I have a 4 gang plug wired into an arcade cabinet. It's connected to a IEC panel mounted at the back. This means the on/off switch is at the back of the cabinet.

I want to install an on/off switch at the front. My plan is to cut the wire from the gang to the IEC panel and extend it to this switch:


The switch does have an LED and is metal.

Does that help?

PS. This image I supplied in my second post was something I found while googling.

 

[SparkyChick]

I'm going to make an educated statement... I'm guessing that all the kit you're putting in the cabinet will be powered by switched mode power supplies... SMPs are great, BUT, they can have huge in-rush currents when first switched on. The contacts on that switch are rated at 3A... once powered up, that's probably ample but it is insufficient to cope with the inrush current and this will lead to premature failure, most likely due to the contacts welding themselves together.

For your use case, I would always select something like this:-

C6053ALNAE | Arcolectric (Bulgin) Ltd Illuminated DPST, On-Off Rocker Switch Panel Mount | RS

uk.rs-online.com

It's not as stylish by any means, but it is more suitably rated for dealing with the inrush current and as such, should last.

 

[meketrex]

I'm going to make an educated statement... I'm guessing that all the kit you're putting in the cabinet will be powered by switched mode power supplies... SMPs are great, BUT, they can have huge in-rush currents when first switched on. The contacts on that switch are rated at 3A... once powered up, that's probably ample but it is insufficient to cope with the inrush current and this will lead to premature failure, most likely due to the contacts welding themselves together.

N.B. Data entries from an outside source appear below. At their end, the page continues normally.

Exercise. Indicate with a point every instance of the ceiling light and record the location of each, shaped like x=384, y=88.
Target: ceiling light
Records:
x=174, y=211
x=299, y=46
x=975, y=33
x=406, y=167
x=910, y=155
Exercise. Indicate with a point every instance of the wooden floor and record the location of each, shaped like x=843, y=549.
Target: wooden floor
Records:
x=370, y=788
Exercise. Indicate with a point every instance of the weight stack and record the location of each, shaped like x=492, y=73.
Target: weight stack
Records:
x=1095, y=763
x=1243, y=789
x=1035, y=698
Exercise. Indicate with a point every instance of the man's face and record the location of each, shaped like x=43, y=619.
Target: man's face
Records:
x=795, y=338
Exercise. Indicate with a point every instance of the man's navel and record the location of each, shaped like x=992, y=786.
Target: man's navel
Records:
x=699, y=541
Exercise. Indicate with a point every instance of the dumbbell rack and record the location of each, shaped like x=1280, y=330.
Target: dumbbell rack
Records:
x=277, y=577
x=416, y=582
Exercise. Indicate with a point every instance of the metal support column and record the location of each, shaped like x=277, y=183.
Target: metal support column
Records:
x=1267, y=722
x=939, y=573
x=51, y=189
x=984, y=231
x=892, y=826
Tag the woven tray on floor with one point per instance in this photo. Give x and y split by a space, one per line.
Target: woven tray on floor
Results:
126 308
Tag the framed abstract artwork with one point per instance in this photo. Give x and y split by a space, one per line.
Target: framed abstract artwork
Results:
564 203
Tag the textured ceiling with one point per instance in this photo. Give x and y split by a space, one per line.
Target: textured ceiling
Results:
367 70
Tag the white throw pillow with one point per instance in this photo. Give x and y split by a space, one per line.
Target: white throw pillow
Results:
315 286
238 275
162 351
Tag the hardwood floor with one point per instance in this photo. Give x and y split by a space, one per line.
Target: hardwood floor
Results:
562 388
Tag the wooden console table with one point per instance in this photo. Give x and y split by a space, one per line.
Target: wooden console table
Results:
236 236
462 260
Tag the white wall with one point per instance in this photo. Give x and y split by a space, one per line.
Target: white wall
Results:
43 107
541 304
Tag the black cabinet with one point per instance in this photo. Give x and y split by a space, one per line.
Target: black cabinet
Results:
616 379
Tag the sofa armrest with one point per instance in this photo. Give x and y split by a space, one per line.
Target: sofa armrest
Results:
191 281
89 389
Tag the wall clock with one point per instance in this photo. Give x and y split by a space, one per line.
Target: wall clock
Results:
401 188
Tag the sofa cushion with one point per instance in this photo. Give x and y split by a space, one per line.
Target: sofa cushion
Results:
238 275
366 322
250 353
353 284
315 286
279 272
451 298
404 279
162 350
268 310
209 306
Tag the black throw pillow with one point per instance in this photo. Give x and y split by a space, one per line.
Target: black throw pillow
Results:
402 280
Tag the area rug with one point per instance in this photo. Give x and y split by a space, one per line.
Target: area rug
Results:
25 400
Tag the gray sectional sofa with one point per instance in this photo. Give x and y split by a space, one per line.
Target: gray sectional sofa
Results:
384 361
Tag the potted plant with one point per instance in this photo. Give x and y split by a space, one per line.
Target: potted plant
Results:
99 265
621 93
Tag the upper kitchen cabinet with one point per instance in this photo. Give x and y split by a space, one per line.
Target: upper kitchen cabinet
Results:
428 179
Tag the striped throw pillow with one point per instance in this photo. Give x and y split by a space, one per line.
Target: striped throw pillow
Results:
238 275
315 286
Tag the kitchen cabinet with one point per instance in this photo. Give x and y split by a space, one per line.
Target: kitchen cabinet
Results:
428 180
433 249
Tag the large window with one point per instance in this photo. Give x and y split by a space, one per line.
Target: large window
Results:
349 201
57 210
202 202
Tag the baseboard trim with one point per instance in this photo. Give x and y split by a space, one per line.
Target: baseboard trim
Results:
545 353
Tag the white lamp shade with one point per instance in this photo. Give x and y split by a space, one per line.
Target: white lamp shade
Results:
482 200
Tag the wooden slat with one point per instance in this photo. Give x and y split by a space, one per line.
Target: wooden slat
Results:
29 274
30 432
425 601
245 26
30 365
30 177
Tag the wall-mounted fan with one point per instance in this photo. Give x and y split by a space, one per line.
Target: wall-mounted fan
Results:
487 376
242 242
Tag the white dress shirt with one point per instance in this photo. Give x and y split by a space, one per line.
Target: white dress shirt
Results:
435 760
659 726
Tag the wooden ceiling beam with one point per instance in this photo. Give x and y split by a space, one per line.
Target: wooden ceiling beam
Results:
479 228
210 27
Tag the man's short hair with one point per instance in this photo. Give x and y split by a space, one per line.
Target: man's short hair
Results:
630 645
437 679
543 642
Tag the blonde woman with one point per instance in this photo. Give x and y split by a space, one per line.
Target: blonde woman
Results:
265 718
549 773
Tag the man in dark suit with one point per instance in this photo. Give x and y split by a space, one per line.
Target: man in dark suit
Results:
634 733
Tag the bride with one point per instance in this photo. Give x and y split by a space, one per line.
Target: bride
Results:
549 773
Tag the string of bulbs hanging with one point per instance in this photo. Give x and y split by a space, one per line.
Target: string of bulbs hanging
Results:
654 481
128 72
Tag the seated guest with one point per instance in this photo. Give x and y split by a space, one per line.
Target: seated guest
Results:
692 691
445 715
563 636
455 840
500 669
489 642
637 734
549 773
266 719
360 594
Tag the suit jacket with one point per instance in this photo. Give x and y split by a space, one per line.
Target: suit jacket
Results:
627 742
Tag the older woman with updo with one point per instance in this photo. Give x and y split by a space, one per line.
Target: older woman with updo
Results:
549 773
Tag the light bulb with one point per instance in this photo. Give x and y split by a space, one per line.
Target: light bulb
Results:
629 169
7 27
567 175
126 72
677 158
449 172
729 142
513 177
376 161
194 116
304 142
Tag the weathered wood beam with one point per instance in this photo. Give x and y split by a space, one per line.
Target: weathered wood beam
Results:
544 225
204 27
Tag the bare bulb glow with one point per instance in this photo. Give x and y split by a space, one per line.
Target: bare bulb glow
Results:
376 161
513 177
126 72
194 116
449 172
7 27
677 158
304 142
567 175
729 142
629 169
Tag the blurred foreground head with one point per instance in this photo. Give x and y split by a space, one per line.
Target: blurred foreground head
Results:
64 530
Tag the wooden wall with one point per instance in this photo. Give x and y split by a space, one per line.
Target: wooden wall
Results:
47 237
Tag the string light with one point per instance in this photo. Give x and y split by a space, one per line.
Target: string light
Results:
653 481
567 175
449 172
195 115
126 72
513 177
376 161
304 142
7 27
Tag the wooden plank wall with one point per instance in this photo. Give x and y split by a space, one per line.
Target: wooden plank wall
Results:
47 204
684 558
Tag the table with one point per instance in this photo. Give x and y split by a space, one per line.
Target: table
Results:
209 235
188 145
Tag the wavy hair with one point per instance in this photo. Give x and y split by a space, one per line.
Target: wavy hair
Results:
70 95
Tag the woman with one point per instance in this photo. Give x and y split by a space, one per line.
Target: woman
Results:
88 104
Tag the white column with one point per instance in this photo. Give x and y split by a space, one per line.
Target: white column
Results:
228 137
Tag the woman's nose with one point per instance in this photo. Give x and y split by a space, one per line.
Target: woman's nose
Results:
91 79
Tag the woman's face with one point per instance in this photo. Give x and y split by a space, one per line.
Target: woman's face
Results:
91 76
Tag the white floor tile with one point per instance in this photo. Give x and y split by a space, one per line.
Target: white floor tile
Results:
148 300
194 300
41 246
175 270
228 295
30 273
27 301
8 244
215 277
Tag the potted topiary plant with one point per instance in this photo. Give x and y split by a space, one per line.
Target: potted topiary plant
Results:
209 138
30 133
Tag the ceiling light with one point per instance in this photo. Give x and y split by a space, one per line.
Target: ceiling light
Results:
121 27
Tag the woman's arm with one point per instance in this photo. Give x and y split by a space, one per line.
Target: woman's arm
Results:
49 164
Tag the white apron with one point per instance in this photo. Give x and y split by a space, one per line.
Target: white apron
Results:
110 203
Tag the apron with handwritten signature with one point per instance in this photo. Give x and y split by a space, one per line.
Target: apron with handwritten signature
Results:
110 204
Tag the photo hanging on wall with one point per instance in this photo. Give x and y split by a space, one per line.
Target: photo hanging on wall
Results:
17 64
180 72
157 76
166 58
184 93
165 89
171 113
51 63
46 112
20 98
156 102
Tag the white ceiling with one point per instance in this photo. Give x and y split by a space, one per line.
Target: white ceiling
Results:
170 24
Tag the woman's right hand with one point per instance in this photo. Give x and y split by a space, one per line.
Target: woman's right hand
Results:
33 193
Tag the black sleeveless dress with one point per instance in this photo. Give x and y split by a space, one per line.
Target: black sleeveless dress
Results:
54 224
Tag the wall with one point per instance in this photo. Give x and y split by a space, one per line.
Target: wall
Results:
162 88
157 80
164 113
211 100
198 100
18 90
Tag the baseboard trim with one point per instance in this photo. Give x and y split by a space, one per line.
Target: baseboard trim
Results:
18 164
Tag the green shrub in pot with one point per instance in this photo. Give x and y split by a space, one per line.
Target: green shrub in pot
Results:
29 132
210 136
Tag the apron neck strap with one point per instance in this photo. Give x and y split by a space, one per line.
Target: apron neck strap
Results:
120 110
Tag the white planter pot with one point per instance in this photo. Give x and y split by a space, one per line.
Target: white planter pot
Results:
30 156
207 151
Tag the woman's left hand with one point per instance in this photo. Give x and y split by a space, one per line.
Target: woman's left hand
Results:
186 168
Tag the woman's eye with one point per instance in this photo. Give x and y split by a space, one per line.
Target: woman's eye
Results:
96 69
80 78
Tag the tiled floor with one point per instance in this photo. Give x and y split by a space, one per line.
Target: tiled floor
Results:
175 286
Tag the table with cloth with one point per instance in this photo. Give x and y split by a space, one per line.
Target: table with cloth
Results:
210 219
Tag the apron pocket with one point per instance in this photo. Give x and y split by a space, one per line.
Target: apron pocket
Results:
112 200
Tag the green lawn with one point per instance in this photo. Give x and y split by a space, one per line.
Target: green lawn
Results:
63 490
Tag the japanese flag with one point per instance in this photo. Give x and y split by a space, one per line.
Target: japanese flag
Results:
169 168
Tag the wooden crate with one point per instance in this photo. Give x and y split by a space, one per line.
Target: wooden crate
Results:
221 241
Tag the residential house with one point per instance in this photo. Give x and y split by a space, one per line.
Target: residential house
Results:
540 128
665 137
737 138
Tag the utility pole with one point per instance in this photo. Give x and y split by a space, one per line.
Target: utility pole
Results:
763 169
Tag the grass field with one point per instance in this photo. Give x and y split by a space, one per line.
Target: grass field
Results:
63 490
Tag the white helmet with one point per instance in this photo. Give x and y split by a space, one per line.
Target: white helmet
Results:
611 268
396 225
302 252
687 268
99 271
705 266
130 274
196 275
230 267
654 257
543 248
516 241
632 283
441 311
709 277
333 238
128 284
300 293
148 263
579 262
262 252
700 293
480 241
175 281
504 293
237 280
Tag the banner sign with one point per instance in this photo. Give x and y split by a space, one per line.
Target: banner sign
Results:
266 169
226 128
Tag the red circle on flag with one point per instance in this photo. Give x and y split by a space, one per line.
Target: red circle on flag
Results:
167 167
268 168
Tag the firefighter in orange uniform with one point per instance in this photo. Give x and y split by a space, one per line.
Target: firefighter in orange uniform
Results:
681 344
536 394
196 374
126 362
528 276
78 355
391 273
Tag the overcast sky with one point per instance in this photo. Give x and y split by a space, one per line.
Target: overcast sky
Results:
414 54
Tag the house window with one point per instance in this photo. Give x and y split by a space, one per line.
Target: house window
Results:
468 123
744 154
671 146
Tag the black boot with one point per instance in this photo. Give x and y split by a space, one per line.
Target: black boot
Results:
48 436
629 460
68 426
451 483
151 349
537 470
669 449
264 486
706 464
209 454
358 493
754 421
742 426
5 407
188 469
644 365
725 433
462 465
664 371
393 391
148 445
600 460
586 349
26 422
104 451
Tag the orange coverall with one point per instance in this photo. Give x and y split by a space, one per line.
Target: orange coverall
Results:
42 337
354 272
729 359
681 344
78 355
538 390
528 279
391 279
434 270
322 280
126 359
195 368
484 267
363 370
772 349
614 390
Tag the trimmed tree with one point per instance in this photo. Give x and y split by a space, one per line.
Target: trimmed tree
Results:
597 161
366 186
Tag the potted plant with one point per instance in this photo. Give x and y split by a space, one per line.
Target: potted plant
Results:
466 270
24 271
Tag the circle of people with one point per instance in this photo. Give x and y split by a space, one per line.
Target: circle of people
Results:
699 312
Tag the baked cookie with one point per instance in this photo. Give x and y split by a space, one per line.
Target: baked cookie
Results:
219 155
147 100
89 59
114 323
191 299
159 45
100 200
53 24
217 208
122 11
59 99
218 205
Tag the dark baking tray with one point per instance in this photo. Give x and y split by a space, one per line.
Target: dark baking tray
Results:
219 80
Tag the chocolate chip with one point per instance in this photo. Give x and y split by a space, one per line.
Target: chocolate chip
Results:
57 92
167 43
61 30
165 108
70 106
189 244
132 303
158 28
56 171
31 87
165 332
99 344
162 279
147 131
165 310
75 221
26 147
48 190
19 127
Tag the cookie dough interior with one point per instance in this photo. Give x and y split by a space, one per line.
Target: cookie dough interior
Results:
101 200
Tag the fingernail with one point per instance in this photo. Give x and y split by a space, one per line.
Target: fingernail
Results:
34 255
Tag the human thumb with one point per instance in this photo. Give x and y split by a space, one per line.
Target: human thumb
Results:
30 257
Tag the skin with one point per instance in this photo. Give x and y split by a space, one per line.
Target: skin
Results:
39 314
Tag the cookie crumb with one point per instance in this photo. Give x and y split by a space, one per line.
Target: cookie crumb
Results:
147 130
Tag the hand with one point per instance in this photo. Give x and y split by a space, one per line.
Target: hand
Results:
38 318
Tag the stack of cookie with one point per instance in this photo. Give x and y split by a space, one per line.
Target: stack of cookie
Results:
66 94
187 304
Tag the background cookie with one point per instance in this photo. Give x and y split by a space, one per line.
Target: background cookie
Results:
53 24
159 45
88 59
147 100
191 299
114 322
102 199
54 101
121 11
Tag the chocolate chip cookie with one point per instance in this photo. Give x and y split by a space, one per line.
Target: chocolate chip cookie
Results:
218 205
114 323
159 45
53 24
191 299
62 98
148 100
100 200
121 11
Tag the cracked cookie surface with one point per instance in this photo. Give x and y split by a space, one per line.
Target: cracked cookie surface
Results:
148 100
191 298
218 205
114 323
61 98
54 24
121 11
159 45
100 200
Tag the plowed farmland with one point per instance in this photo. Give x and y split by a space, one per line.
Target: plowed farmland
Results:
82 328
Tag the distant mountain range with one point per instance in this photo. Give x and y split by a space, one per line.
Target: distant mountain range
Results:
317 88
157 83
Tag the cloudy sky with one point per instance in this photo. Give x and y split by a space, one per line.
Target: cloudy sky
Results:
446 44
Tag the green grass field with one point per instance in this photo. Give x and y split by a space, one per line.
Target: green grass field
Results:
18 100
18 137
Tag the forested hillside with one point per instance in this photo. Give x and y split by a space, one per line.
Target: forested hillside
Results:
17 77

For your use case, I would always select something like this:-

C6053ALNAE | Arcolectric (Bulgin) Ltd Illuminated DPST, On-Off Rocker Switch Panel Mount | RS

uk.rs-online.com

It's not as stylish by any means, but it is more suitably rated for dealing with the inrush current and as such, should last.

Thank you very much!

I would have 3 devices that would be connected to the gang:

• DE10 Nano (using a 5 Volt 4 Amp power supply)
• 27" 1080P Monitor
• Soundbar

Does that match your assumption about power usage?

 

[SparkyChick]

The problem with power figures as provided by equipment manufacturers is that they are for steady state... i.e. the device is already running. So if you consider the monitor, lets say 100W... it's a little more complicated because it's an electronic device but if you use the simple formula Power = Voltage x Amps you can get that the steady state will run at around 0.5A. However, the in rush current could be much greater than that... and whilst it may only last a fraction of a second, it can still be long enough to do damage to the switch.

To give you some context, I had a four way extension lead with individually switched outputs. Into one of those outputs (via a couple of 4 way extension leads) I had a small collection of audio equipment... a mixer, a couple of rack mounted synth modules, a small rack mount mixer, a MIDI interface, an audio interface and the wall wart for another synth module. None of them being high powered devices (total power rating would be around the 500-600w mark). The switch itself was rated for 13A (as it was for a 13A socket outlet) and it failed and welded itself closed so I was unable to switch it off.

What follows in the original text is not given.